Isso acontece porque uma das principais vantagens prometidas é o módulo de Pagamento Centralizado de Comércio Exterior (PCCE), que agilizaria o desembaraço das mercadorias e resolveria os problemas atuais relacionados ao pagamento dos tributos devidos na importação, principalmente a comprovação do recolhimento do ICMS.
Embora seja possível que os estados reavaliem a validade e a necessidade dos investimentos para a implementação completa do Pucomex, é certo que esperar pela reforma para que o sistema entre em vigor totalmente geraria um grande problema e traria ainda mais insegurança jurídica.
Vale ressaltar que o cronograma do Pucomex prevê sua conclusão para 2026, enquanto a fase de transição da reforma só terminaria em 2033 – um prazo muito longo e incompatível com a urgência de medidas de facilitação do comércio exterior solicitadas pelos operadores.
Alguns sugerem que a alta gestão do Portal Único seja forçada a implementar unilateralmente o NPI, exigindo apenas a Duimp, mesmo sem a integração efetiva das Fazendas Estaduais.
No entanto, acreditamos que esse cenário, embora pouco provável, ameaçaria a fluidez das importações e poderia resultar em tempos de desembaraço ainda maiores do que os atuais.

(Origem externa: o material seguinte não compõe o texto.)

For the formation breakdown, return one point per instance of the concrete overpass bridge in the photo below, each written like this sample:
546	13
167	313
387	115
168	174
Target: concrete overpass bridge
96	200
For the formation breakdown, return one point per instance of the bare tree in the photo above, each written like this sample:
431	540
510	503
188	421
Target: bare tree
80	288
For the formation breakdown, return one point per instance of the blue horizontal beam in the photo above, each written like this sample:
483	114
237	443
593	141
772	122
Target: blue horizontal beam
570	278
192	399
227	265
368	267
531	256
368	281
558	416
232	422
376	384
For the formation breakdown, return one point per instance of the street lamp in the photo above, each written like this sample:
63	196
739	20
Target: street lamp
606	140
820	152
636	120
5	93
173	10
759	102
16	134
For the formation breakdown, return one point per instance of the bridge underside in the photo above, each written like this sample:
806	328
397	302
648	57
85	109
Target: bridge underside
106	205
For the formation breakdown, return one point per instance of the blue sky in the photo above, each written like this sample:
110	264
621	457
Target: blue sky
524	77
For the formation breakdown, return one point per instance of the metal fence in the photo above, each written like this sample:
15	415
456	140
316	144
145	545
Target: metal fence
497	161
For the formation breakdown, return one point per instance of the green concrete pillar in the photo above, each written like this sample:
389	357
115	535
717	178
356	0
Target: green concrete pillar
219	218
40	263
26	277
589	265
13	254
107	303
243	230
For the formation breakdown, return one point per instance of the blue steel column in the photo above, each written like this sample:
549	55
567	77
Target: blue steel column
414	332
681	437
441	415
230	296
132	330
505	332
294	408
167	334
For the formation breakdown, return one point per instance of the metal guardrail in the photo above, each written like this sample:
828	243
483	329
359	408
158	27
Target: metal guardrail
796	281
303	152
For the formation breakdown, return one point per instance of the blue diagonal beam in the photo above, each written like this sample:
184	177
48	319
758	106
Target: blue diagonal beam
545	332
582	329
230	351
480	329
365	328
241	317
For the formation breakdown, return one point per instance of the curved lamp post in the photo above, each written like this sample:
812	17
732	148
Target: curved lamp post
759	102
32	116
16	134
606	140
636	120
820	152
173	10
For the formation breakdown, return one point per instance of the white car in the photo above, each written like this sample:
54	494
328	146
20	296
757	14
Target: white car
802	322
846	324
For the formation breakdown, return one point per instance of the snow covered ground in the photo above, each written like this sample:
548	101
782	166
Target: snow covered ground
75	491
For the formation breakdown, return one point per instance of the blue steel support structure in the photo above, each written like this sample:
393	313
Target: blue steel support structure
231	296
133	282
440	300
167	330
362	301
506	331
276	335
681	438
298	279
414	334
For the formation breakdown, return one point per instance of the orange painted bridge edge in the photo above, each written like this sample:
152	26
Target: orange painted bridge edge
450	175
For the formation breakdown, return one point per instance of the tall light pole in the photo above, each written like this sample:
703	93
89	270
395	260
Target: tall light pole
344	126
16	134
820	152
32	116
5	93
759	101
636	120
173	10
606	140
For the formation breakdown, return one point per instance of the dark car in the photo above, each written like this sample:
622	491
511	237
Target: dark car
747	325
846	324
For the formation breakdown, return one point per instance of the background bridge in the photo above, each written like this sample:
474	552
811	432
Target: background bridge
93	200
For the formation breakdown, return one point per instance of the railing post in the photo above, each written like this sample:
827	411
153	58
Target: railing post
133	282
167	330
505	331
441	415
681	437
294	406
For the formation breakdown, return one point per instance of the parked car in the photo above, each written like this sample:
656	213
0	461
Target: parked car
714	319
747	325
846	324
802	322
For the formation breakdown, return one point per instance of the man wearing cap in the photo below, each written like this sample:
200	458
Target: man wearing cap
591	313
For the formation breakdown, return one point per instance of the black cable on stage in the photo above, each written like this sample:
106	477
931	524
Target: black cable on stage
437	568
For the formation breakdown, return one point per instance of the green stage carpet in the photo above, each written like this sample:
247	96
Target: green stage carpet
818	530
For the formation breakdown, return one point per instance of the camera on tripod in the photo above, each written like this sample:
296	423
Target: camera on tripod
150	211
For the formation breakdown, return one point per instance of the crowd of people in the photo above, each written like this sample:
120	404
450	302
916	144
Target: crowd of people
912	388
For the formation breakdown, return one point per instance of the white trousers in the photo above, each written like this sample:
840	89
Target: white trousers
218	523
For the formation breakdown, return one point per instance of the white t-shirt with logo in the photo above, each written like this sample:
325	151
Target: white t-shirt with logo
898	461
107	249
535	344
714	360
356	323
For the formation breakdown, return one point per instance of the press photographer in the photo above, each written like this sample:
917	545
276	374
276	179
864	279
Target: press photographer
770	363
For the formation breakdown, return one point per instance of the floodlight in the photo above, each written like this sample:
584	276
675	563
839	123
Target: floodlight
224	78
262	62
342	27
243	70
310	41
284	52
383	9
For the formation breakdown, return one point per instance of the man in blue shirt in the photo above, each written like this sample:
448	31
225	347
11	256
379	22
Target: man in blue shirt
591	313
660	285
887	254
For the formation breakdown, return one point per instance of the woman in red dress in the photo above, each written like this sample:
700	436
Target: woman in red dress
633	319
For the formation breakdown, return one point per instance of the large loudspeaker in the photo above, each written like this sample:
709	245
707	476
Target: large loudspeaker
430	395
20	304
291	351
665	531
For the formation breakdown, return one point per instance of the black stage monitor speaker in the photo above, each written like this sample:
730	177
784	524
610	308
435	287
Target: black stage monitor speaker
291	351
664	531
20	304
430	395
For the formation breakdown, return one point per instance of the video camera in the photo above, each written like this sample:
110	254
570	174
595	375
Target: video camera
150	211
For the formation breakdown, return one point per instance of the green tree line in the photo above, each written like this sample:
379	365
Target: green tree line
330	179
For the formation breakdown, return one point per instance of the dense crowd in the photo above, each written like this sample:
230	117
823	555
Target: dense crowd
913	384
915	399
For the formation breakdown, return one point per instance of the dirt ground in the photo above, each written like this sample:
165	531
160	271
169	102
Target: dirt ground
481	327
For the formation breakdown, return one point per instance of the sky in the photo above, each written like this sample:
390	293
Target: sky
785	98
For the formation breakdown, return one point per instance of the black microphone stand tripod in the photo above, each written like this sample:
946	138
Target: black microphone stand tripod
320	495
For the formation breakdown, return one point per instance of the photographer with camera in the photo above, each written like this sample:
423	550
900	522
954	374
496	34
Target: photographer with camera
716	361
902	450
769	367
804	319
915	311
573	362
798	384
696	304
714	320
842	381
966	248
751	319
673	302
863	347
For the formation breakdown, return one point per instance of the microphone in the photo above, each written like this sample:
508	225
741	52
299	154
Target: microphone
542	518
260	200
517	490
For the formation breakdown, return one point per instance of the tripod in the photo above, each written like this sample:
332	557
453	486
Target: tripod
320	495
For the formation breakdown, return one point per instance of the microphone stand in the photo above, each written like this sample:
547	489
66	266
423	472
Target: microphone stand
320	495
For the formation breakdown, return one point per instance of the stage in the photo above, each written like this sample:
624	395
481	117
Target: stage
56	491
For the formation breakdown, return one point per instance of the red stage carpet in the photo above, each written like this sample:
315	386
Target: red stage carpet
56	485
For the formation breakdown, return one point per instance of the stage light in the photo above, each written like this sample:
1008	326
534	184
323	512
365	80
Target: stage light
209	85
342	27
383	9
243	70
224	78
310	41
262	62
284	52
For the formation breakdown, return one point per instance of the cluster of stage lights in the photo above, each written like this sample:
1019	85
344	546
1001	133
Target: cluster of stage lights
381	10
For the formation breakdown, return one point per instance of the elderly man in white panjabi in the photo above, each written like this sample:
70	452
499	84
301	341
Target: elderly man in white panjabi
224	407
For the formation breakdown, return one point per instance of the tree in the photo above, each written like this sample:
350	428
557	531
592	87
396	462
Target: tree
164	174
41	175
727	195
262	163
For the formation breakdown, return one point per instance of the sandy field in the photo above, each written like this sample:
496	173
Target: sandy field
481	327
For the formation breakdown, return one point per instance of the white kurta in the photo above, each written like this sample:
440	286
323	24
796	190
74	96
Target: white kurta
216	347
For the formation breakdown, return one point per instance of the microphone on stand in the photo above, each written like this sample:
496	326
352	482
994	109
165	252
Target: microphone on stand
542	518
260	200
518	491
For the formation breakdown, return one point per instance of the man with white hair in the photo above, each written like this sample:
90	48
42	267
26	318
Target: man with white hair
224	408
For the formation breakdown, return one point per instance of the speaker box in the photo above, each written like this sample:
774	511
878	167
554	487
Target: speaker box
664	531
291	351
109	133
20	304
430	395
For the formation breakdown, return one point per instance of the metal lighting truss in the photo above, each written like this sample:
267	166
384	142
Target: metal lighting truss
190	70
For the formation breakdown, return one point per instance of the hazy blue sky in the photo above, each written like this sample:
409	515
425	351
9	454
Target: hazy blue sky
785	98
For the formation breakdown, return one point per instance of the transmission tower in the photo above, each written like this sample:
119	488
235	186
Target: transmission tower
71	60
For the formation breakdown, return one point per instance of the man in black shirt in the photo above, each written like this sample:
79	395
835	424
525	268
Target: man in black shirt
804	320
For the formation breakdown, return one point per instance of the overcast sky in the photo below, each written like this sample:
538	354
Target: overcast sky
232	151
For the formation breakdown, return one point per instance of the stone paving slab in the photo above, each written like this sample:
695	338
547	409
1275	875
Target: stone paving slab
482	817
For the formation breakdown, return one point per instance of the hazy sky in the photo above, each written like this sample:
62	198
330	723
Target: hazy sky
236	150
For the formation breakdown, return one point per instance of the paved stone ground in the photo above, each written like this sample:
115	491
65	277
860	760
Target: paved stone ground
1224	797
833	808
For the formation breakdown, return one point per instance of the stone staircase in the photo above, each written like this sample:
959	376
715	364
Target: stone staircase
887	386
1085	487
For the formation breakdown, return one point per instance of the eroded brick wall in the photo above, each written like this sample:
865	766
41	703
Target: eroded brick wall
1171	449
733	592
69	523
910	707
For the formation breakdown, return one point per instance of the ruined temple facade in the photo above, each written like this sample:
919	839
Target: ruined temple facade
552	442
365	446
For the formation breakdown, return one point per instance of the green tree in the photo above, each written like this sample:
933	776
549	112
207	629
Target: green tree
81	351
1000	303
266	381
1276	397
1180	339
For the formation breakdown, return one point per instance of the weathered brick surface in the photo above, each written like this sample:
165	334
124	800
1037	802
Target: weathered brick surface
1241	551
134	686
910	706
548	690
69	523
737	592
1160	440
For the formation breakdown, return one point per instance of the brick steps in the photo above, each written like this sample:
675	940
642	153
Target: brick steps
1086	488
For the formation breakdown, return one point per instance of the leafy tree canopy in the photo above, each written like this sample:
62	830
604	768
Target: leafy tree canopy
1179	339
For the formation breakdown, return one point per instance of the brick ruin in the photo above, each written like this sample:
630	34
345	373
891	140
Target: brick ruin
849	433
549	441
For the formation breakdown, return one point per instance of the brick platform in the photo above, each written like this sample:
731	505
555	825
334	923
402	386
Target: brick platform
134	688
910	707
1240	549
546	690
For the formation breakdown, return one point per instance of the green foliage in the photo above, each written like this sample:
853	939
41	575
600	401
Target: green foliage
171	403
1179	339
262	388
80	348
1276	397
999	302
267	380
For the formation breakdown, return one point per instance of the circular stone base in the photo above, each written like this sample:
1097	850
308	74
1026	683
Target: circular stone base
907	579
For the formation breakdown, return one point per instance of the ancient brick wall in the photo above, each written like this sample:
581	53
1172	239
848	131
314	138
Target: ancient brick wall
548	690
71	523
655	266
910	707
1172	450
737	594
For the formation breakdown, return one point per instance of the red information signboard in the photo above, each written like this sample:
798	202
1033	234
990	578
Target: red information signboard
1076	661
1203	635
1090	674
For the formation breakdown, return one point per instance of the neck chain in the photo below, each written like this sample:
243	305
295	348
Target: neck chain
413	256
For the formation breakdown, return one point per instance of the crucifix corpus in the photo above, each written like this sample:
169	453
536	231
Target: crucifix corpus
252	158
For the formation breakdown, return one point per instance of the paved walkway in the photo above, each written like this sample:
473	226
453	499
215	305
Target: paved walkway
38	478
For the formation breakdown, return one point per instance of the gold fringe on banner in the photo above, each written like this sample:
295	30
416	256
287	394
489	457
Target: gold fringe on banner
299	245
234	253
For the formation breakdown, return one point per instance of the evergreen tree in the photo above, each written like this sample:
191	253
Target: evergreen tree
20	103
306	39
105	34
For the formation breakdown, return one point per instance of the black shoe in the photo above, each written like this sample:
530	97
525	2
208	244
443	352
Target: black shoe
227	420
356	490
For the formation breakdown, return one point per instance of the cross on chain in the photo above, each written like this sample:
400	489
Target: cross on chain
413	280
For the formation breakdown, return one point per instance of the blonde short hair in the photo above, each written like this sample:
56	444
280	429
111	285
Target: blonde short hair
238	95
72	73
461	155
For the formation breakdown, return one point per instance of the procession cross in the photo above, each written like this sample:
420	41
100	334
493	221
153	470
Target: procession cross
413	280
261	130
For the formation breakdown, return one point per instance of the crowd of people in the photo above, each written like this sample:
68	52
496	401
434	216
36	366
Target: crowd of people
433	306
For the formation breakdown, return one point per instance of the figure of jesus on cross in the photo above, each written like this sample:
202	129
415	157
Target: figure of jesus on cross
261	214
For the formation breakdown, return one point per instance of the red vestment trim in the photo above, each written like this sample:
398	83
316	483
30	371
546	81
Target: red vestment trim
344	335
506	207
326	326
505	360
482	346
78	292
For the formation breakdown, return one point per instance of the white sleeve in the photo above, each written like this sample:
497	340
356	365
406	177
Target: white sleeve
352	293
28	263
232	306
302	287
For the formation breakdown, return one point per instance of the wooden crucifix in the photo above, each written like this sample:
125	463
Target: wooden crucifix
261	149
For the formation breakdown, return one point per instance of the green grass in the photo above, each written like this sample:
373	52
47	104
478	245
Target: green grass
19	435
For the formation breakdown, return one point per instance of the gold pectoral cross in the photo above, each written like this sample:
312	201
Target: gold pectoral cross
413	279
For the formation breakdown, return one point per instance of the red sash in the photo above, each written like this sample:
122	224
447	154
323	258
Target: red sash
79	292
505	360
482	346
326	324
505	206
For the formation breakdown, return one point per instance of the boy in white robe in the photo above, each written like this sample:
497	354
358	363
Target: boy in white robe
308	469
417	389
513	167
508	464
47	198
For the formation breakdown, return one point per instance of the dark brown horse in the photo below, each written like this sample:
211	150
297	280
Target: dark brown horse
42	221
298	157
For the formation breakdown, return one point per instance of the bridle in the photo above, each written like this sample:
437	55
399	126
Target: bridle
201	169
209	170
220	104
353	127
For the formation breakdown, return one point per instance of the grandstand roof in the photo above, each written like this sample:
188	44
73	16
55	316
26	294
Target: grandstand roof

Isso ocorreria porque os auditores-fiscais estaduais precisariam autorizar manualmente a maioria dos processos de ICMS, especialmente devido aos complexos sistemas de créditos tributários em vigor.
Nesse cenário crítico, os benefícios esperados do Pucomex seriam seriamente comprometidos, podendo prejudicar as empresas que atuam no comércio exterior, principalmente aquelas localizadas em estados com volumes significativos de operação devido a tratamentos tributários diferenciados.
É fundamental que as partes envolvidas, tanto públicas quanto privadas, discutam e enfrentem essas questões de forma técnica e cuidadosa, a fim de garantir que a reforma tributária, que parece estar cada vez mais próxima da aprovação, traga simplificação e harmonia, como prometido.
Caso esses pontos não sejam abordados adequadamente, corremos o risco de que a reforma tenha um efeito contrário às medidas de facilitação do comércio que a União vem implementando com muito esforço.
Isso seria altamente indesejável e teria impactos negativos na já frágil competitividade das empresas brasileiras.